Condono edilizio in area parco: rileva il vincolo al tempo del diniego (Cons. Stato n. 6330 del 05.08.2026)

Principi di diritto (Massima)
La legittimità del diniego di condono edilizio si valuta, secondo il principio tempus regit actum, alla stregua del quadro fattuale e normativo esistente al momento della sua adozione. La sopravvenuta esclusione dell’immobile dal perimetro definitivo dell’area naturale protetta, ad opera del piano di assetto approvato in epoca successiva, non condiziona il giudizio di legittimità del provvedimento di reiezione e non ne dimostra retroattivamente l’illegittimità. Nella specie, il diniego fondato sull’inclusione ratione temporis nel perimetro provvisorio del parco, disposto direttamente dalla legge regionale istitutiva, resiste alle censure, non essendo la perimetrazione provvisoria suscettibile di sindacato diretto da parte del giudice amministrativo, residuando la sola via dell’incidente di legittimità costituzionale. La sopravvenienza conserva rilievo sul piano amministrativo, costituendo elemento che l’amministrazione deve valutare nel provvedere sulle istanze di riesame.

Il Fatto

Gli appellanti, comproprietari di un immobile residenziale facente parte di un comprensorio alla periferia di Roma, hanno presentato nel 2004 due domande di condono edilizio ai sensi della legge n. 326 del 2003 e della legge regionale Lazio n. 12 del 2004, relative a un ampliamento e a nuova superficie utile. L’area era stata inclusa nel perimetro del parco naturale regionale di Veio, istituito con legge regionale Lazio n. 29 del 1997.

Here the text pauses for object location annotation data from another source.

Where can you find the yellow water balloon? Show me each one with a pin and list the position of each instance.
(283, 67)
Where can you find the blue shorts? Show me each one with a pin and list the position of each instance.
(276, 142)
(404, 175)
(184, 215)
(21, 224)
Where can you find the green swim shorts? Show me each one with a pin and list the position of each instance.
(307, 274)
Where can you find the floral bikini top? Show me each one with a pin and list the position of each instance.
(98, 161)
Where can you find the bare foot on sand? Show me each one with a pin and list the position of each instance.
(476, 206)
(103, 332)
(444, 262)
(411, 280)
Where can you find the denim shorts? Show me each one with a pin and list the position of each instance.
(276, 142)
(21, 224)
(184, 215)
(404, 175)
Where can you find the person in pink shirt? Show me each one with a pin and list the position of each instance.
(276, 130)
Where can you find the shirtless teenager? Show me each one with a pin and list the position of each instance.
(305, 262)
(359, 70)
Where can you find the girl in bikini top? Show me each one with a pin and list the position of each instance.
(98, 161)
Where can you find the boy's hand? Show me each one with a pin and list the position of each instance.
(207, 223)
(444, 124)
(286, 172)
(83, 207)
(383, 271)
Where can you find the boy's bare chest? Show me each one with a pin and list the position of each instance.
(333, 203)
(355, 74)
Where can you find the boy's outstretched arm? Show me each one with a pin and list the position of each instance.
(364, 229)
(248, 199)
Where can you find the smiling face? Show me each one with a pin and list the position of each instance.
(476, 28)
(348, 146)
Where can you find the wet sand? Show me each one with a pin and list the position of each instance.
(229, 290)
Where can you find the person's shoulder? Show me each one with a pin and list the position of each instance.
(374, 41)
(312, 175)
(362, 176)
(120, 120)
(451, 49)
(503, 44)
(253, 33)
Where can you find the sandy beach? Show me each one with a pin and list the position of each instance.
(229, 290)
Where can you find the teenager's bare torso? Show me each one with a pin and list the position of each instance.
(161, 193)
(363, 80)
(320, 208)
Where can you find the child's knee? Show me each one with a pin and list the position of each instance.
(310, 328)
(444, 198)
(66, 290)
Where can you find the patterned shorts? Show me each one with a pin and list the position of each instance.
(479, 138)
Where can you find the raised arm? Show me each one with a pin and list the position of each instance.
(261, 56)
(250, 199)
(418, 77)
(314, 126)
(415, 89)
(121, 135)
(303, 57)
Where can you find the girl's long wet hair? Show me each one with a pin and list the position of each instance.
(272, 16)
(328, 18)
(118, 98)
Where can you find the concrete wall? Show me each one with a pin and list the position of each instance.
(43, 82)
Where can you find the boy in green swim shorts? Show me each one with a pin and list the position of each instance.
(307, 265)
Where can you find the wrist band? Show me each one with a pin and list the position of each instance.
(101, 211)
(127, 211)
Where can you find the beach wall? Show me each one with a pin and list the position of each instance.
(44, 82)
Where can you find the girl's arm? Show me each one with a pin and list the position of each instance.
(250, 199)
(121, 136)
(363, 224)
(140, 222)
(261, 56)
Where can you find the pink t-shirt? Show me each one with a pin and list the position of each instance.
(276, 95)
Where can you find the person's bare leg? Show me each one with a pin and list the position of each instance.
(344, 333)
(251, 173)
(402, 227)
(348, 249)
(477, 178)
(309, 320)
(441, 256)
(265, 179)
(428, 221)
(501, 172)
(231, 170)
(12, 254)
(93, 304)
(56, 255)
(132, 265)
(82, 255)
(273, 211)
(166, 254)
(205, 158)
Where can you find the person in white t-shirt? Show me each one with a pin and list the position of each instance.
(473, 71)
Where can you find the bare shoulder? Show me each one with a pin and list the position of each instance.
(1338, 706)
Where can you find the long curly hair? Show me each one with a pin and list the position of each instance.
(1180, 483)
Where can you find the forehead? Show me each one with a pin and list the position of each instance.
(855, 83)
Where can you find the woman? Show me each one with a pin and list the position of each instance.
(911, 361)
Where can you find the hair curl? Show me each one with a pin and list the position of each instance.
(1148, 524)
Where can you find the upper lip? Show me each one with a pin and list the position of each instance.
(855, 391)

Roma Capitale ha respinto entrambe le istanze con due determinazioni dirigenziali del 2012, richiamando il vincolo derivante dall’inclusione nel parco. Il TAR Lazio ha respinto il ricorso con sentenza n. 18902 del 2023, compensando le spese. Nel 2025 il piano di assetto del parco è stato approvato con una perimetrazione definitiva che non comprende più il comprensorio; gli appellanti hanno quindi chiesto il rinvio dell’udienza in attesa delle determinazioni sulle istanze di riesame presentate a Roma Capitale. Il Consiglio di Stato ha respinto l’istanza di rinvio e, nel merito, l’appello.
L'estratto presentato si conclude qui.